I came across some weird and wonderful pieces of information when researching Britannia’s Dragon, but none were odder than one I came across at the very end of the process. This was a throwaway line on Coflein, the website of the Royal Commission on the Ancient and Historical Monuments of Wales, in the entry for the market hall in Newtown, Powys: ‘During the Second World War the Market Hall was used as one of four sites in Newtown in which the Royal Navy’s entire store of rum was housed’. Such a bizarre statement clearly demanded inclusion in the book, but it also clearly warranted further research to confirm it – and both at the time and since, I’ve had no time to carry it out. So I covered myself in the book by using one of the most useful words in the English language (‘allegedly’), and hope that someone reading this post might be able to provide some definitive evidence one way or the other!

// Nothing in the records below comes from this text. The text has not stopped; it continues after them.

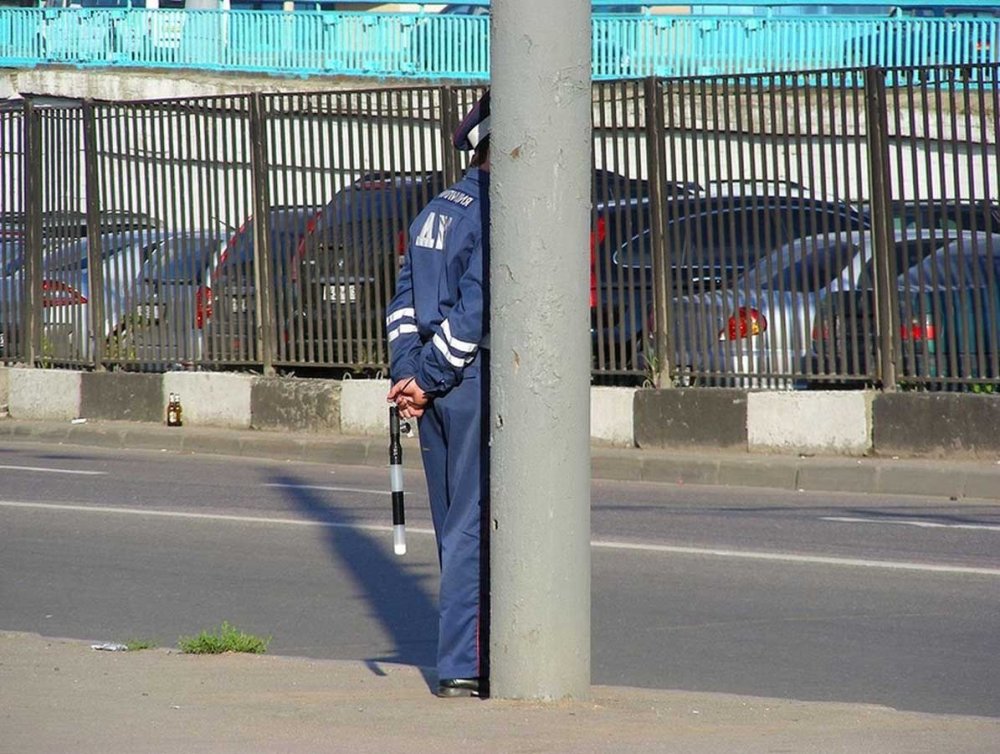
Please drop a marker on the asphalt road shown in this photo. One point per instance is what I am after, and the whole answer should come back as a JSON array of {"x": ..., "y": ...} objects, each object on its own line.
[{"x": 802, "y": 596}]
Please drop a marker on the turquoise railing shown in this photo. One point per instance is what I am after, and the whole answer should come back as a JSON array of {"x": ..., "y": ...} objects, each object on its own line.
[{"x": 426, "y": 45}]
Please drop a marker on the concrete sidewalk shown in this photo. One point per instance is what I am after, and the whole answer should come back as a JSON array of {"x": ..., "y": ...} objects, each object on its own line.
[
  {"x": 938, "y": 477},
  {"x": 59, "y": 695}
]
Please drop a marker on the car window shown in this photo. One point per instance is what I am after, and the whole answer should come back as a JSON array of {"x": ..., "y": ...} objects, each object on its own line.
[
  {"x": 814, "y": 221},
  {"x": 727, "y": 241},
  {"x": 909, "y": 253},
  {"x": 178, "y": 259},
  {"x": 731, "y": 238},
  {"x": 957, "y": 265},
  {"x": 807, "y": 266}
]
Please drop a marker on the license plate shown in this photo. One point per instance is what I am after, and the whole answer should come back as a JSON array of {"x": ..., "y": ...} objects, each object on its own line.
[
  {"x": 149, "y": 311},
  {"x": 340, "y": 294}
]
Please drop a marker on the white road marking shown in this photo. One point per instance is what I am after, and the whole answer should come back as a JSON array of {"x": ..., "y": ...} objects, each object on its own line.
[
  {"x": 203, "y": 516},
  {"x": 903, "y": 522},
  {"x": 781, "y": 557},
  {"x": 776, "y": 557},
  {"x": 47, "y": 470},
  {"x": 328, "y": 489}
]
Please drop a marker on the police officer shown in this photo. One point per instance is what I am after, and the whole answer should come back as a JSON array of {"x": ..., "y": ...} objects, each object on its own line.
[{"x": 436, "y": 327}]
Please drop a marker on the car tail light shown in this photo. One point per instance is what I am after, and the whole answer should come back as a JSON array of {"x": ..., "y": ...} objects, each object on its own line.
[
  {"x": 202, "y": 306},
  {"x": 300, "y": 247},
  {"x": 746, "y": 323},
  {"x": 231, "y": 243},
  {"x": 918, "y": 330},
  {"x": 58, "y": 293},
  {"x": 597, "y": 237}
]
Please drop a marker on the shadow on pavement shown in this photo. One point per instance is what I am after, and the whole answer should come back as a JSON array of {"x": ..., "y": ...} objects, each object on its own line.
[{"x": 395, "y": 593}]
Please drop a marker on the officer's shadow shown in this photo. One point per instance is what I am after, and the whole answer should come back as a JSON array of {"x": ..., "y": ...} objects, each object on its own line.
[{"x": 394, "y": 589}]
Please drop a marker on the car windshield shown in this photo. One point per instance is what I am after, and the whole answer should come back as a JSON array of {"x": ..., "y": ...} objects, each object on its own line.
[
  {"x": 807, "y": 266},
  {"x": 182, "y": 259},
  {"x": 966, "y": 263},
  {"x": 73, "y": 256}
]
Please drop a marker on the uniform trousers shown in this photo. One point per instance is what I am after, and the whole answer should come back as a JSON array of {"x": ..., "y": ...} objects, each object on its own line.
[{"x": 456, "y": 466}]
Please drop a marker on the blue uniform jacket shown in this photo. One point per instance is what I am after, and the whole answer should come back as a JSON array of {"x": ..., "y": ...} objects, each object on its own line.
[{"x": 435, "y": 322}]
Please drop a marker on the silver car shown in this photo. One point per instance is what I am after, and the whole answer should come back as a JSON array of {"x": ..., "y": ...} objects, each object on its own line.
[
  {"x": 758, "y": 332},
  {"x": 67, "y": 298}
]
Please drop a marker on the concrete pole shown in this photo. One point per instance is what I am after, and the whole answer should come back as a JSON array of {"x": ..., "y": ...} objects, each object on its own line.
[{"x": 540, "y": 191}]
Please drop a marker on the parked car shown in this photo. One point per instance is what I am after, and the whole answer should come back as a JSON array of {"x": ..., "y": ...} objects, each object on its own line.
[
  {"x": 227, "y": 301},
  {"x": 947, "y": 214},
  {"x": 710, "y": 240},
  {"x": 758, "y": 331},
  {"x": 948, "y": 312},
  {"x": 164, "y": 321},
  {"x": 346, "y": 267},
  {"x": 67, "y": 294},
  {"x": 348, "y": 260}
]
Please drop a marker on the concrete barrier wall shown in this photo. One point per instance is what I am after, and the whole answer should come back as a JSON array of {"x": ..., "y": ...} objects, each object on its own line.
[{"x": 846, "y": 423}]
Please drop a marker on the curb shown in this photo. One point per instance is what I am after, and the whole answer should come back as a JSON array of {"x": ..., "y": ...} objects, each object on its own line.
[{"x": 953, "y": 479}]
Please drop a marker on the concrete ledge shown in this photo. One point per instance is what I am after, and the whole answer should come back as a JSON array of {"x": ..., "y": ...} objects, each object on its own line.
[
  {"x": 215, "y": 399},
  {"x": 43, "y": 394},
  {"x": 682, "y": 418},
  {"x": 836, "y": 422},
  {"x": 295, "y": 404},
  {"x": 937, "y": 425},
  {"x": 363, "y": 409},
  {"x": 612, "y": 415},
  {"x": 120, "y": 396}
]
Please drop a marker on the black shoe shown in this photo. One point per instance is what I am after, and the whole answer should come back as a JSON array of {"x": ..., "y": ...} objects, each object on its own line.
[{"x": 451, "y": 687}]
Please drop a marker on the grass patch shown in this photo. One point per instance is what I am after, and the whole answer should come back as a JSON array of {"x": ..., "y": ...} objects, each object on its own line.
[{"x": 227, "y": 638}]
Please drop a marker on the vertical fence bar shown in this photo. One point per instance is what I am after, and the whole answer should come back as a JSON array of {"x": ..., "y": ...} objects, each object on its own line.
[
  {"x": 32, "y": 303},
  {"x": 656, "y": 167},
  {"x": 887, "y": 317},
  {"x": 95, "y": 277},
  {"x": 262, "y": 253}
]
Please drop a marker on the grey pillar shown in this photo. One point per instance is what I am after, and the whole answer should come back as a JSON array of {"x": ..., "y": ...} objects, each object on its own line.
[{"x": 540, "y": 359}]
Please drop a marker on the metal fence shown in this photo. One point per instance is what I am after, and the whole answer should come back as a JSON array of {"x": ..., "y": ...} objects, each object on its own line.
[
  {"x": 429, "y": 45},
  {"x": 755, "y": 230}
]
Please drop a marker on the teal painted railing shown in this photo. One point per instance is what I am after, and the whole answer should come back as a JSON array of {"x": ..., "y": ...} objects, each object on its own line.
[{"x": 457, "y": 47}]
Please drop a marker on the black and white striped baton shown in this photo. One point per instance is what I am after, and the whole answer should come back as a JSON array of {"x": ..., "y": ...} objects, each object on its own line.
[{"x": 396, "y": 483}]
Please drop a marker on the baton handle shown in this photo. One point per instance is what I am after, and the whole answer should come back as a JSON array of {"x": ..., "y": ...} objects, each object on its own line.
[{"x": 396, "y": 483}]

Of course, there were other examples of ‘national treasures’ coming to Wales to be stored during the war (such as the paintings of the National Gallery at the Manod slate mine), so there’s nothing innately implausible in the idea of the rum being stored in Newtown, which was hardly a likely bombing target for the Luftwaffe. But the cursory search of the National Archives that I’ve had time to carry out reveals no mention of a naval presence in Newtown, and, indeed, provides some evidence to the contrary: ADM1/11556 discusses the move of several large rum vats from Deptford victualling yard to the ‘hostilities only’ victualling depot at Jamestown, Dunbartonshire, in 1941-2. So was the navy’s entire rum store hidden in Newtown? If not, how much, if any, of it was? A rum question indeed!
Congratulations on your new blog.
Thanks Christine!
I’m enjoying your new blog very much. Hope you get good feedback and spark a debate.
(My great-grandfather was a ‘mariner’ from Anglesey; he’s very elusive.)
Thanks Frances! Should be various Anglesey posts coming along in the future.